NEW DELHI: A deeply felt preference for boys has left more than 63 million women statistically “missing” across India, and more than 21 million girls unwanted by their families, government officials say.
The skewed ratio of men to women is largely the result of sex-selective abortions, better nutrition and medical care for boys, according to the government’s annual economic survey, which was released on Monday. In addition, the survey found that “families where a son is born are more likely to stop having children than families where a girl is born.”

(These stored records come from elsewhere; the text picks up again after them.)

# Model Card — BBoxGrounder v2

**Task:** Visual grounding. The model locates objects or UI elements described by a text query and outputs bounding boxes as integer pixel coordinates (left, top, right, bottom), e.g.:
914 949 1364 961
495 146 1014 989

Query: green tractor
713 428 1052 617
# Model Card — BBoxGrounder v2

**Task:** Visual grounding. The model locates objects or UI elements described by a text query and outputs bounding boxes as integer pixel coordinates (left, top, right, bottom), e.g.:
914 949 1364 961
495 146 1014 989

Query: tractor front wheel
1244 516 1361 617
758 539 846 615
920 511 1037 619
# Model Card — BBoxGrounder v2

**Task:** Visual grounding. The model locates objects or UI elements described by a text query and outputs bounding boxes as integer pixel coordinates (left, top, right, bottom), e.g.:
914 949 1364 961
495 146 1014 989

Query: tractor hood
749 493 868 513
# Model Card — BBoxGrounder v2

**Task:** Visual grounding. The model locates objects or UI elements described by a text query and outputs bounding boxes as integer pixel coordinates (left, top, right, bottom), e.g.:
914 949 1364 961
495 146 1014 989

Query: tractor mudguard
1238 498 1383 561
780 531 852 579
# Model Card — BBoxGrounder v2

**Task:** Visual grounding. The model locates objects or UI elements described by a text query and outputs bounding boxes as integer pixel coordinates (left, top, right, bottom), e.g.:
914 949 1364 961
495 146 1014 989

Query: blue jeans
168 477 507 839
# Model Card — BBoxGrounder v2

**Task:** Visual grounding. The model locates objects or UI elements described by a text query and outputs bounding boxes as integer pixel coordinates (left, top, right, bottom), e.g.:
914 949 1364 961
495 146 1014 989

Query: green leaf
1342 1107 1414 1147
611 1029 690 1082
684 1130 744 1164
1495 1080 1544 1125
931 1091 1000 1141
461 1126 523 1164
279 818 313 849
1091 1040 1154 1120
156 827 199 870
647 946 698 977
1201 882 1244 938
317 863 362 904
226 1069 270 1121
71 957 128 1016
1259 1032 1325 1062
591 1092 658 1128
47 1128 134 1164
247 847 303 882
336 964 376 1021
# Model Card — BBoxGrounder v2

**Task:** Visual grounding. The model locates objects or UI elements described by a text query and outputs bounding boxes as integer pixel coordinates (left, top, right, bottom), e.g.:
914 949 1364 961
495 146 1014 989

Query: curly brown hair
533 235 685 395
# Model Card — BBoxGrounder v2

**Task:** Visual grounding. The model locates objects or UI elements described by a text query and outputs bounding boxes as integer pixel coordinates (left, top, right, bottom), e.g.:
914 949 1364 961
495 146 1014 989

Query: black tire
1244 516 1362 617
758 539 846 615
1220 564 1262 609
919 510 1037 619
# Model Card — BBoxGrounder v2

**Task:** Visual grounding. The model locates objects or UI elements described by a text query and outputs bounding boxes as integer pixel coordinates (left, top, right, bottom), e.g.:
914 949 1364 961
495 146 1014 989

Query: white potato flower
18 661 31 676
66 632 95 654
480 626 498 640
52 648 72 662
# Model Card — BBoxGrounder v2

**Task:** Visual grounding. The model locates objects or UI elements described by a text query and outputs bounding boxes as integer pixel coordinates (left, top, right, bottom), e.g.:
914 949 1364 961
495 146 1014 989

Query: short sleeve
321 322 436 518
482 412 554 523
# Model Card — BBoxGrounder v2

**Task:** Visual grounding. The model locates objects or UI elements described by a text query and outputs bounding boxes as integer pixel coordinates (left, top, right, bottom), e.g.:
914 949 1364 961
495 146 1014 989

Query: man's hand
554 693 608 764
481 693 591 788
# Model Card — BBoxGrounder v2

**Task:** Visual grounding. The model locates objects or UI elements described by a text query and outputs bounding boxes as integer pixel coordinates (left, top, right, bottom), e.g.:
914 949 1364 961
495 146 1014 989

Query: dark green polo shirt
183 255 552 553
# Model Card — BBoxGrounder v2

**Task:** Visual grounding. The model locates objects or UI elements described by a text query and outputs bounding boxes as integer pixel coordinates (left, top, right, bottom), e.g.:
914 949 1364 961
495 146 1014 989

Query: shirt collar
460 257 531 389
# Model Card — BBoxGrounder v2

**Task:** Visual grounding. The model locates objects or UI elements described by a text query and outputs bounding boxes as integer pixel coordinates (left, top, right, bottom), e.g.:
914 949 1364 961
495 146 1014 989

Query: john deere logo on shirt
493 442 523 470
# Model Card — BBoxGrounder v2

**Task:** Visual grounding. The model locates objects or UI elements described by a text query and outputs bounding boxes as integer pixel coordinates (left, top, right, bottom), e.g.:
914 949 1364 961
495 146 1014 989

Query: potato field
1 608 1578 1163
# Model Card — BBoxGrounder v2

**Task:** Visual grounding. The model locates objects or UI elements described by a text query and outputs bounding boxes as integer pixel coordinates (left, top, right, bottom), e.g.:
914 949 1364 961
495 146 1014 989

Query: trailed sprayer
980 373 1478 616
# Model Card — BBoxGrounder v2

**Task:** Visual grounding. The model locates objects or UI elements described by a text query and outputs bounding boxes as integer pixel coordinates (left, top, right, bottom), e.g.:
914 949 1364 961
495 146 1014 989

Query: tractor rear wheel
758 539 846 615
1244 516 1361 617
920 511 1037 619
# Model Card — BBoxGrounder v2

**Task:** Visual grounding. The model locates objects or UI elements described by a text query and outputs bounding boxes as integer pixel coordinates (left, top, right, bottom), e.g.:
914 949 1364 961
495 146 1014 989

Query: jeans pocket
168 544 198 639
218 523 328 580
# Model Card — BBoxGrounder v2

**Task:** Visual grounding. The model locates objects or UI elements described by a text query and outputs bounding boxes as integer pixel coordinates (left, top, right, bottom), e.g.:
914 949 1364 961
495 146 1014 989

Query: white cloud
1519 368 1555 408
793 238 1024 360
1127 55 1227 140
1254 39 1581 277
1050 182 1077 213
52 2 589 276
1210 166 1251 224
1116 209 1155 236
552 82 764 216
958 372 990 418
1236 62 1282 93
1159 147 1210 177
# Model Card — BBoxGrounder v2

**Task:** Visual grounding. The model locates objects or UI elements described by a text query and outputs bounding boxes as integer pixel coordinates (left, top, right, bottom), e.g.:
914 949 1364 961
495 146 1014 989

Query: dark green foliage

Sex-selective abortions are illegal in India — and doctors are forbidden from even revealing the gender of a fetus — but it is easy to find radiologists willing to break the rules. The combination of long-held cultural beliefs and financial realities mean that millions of Indian families dread having daughters.
The birth of a son is often a cause for celebration and family pride, while the birth of a daughter can be a time of embarrassment and even mourning as parents look toward the immense debts they will need to take on to pay for marriage dowries. Studies have long shown that Indian girls are less educated than boys, have poorer nutrition and get less medical attention. Many women — including educated, wealthy women — say they face intense pressure, most often from mothers-in-law, to have sons.
By analyzing birth rates and the gender of last-born children, the report also estimated that more than 21 million Indian girls are not wanted by their families.
“The challenge of gender is long-standing, probably going back millennia,” wrote the report’s author, chief economic adviser Arvind Subramanian, noting that India must “confront the societal preference for boys.”
The report also noted that increasing wealth does not mean an end to male preferences among families, with some comparatively wealthy areas, including New Delhi, faring worse over the years.
Many of the best scores for women’s development, the report noted, were in India’s northeast — “a model for the rest of the country” — a cluster of states that hang off the country’s edge where most people are ethnically closer to China and Myanmar, and where some people do not even see themselves as Indian.